E-mails, E-mails Everywhere and Not a One to Spam

It was brought to my attention the other day that there are some concerns about e-mail addresses published on our college’s web site and the effect it has on spam.  It turns out the filters here run through about 10,000,000 emails a day, about 7% of which are passed on as being actual, legitimate messages.  We are not a huge campus, but I’m going to guess that many of you would see a similar ratio.  Naturally, this has brought up conversation of obfuscating e-mail addresses.  We’ll set aside the “closing the gate after the horse got out” metaphor for now, because techniques can always help prevent spam from hitting new addresses, so at least that way we can lighten the load for our new users.

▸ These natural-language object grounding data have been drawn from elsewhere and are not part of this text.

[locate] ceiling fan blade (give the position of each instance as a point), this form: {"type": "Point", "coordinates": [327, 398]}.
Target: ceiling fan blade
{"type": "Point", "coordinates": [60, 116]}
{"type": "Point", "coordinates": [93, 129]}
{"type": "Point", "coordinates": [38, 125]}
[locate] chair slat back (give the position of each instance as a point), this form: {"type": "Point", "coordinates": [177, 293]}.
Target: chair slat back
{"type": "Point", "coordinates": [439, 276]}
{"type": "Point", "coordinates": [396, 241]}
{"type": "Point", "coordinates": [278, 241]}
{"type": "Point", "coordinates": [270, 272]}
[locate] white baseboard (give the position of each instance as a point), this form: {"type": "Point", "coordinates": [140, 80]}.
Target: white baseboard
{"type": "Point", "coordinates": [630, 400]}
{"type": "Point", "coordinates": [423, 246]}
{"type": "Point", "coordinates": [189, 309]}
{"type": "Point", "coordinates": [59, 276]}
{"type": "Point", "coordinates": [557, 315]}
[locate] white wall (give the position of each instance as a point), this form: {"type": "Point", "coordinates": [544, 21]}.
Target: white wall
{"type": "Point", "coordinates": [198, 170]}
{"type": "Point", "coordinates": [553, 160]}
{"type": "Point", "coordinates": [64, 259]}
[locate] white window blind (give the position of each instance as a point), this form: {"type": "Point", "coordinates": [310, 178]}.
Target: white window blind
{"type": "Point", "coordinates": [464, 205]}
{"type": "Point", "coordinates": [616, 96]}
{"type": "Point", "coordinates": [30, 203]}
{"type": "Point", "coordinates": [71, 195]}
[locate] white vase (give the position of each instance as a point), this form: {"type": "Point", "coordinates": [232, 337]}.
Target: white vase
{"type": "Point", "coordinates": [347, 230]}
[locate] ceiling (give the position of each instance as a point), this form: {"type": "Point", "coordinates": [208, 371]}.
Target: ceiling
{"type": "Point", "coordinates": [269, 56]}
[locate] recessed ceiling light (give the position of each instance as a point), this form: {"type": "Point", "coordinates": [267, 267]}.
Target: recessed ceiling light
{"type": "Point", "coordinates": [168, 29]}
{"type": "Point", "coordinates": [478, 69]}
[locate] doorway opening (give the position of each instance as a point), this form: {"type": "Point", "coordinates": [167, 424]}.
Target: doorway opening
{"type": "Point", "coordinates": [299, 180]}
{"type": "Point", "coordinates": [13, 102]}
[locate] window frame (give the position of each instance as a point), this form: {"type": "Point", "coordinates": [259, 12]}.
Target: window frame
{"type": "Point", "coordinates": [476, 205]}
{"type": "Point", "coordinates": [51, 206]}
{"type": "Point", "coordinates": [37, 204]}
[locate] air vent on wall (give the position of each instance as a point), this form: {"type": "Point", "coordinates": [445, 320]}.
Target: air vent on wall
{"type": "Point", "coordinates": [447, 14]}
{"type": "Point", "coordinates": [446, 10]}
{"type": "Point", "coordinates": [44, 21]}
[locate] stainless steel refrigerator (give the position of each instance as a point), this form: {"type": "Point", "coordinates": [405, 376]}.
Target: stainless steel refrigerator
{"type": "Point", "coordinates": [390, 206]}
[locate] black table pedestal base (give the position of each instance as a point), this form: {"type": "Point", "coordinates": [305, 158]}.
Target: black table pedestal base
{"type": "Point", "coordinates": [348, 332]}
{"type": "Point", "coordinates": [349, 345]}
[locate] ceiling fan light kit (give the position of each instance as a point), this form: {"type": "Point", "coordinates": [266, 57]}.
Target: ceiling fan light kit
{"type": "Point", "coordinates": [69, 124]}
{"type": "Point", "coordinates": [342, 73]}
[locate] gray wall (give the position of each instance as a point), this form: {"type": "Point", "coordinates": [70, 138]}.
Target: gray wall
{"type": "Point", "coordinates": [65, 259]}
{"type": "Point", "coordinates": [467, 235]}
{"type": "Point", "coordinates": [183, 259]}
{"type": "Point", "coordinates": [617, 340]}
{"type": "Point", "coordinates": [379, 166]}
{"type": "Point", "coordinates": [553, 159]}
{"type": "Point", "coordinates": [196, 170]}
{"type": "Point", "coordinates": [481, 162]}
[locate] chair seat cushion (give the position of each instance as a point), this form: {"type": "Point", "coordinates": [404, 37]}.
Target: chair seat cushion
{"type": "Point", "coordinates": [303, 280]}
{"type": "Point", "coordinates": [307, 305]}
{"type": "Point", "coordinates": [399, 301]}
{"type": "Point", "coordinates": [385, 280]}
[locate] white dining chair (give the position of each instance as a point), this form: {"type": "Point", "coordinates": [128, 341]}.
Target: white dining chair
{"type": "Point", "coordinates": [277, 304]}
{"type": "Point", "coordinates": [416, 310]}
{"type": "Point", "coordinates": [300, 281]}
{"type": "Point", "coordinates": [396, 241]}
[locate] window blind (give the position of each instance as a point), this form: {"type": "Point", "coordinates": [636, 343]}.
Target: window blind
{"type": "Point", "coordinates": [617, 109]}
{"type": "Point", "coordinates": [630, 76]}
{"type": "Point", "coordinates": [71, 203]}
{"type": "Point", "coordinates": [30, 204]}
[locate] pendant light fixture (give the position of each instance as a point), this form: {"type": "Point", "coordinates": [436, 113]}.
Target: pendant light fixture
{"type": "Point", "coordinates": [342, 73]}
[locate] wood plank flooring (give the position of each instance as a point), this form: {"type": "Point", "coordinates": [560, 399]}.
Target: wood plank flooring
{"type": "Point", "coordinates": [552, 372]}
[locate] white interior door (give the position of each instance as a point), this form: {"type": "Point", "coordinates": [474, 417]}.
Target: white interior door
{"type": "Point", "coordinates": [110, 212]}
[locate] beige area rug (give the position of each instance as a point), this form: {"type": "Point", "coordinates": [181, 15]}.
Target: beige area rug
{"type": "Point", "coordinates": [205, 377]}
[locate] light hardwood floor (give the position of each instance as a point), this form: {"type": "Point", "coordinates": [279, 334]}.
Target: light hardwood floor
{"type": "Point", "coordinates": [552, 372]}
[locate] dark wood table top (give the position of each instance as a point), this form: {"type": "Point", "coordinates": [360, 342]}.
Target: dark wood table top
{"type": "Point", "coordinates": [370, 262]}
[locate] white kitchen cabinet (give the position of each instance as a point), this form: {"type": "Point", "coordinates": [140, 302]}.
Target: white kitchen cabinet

email_codeOf course, the ultimate e-mail obfuscation problem is how to do it accessibly.  By its very nature, if you are making information accessible to those without JavaScript, or with screen readers, etc, then you are publishing data in a fashion that can be picked up by spammers.  There are plenty of methods that work great, and I’d be happy to use them on my personal blog or such, but they simply aren’t feasible for a college trying to be 508 compliant (or otherwise, depending on if your state has its own guidelines as well).  If you have done any research on this topic, you have undoubtedly come across A List Apart’s article on this subject.  In a lot of ways, the conversation can start and end there, because they’ve broken the issue down to the atomic level, and reconstructed it as gold.  But, there are some other methods, and some other considerations I want to point out, especially because I’m in a non-PHP environment now, so I had to go another route to find a solution.

CSS (Code Direction)

This technique came to me by way of Silvan Mühlemann’s blog.  I think of any method, this is both the easiest and coolest, and it works in FireFox and IE6.  The problem is, it’s also the worst.  It relies on the idea that you can take a string, and with a CSS attribute reverse the flow of the information inside the selector and make it readable.  So, when you write the address, you say moc.elpmaxe@liame, and with CSS reverse it to be email@example.com.  The reason this is bad though is twofold.  First, you can’t make it clickable.  The CSS only works on content within the selector, so you can’t manipulate an href, and obviously putting the email in as a plain href is as bad as having it normal in the page in the first place.  Secondly, it breaks copy + paste, because copying the text causes you to copy from the source, which is backwards.  So pasting it pastes the original moc.elpmaxe@liame.  If you make the link not clickable, you darn sure better not break copying.  The bad part is that Mühlemann’s blog reported a 0% spam rate over a year and a half on an address encoded in this manner, so it appears to be great at stopping spam.

CSS (display:none)

This faces pretty much all the same problems as the other CSS technique, but instead relies on using a span inside an email address to hide a part and make it human readable: email@<span style="display:none;">I hate spam</span>example.com.  A user can read the address without issue, but still can’t copy it, and you still can’t make it a link.

Character Entity Encoding

This is the practice of taking an email address and encoding all the characters into HTML entity values, so email@example.com becomes &#101;&#109;&#097;&#105;&#108;&#064;&#101;&#120;&#097;&#109;&#112;&#108;&#101;&#046;&#099;&#111;&#109;.  This is better than having an email in plain text (affecting a 62% decrease in spam volume over plain text), and it allows you to make it clickable.  However, it’s straightforward enough that it comes in second behind plain text as the easiest to get past, though the decrease in spam volume was fairly significant.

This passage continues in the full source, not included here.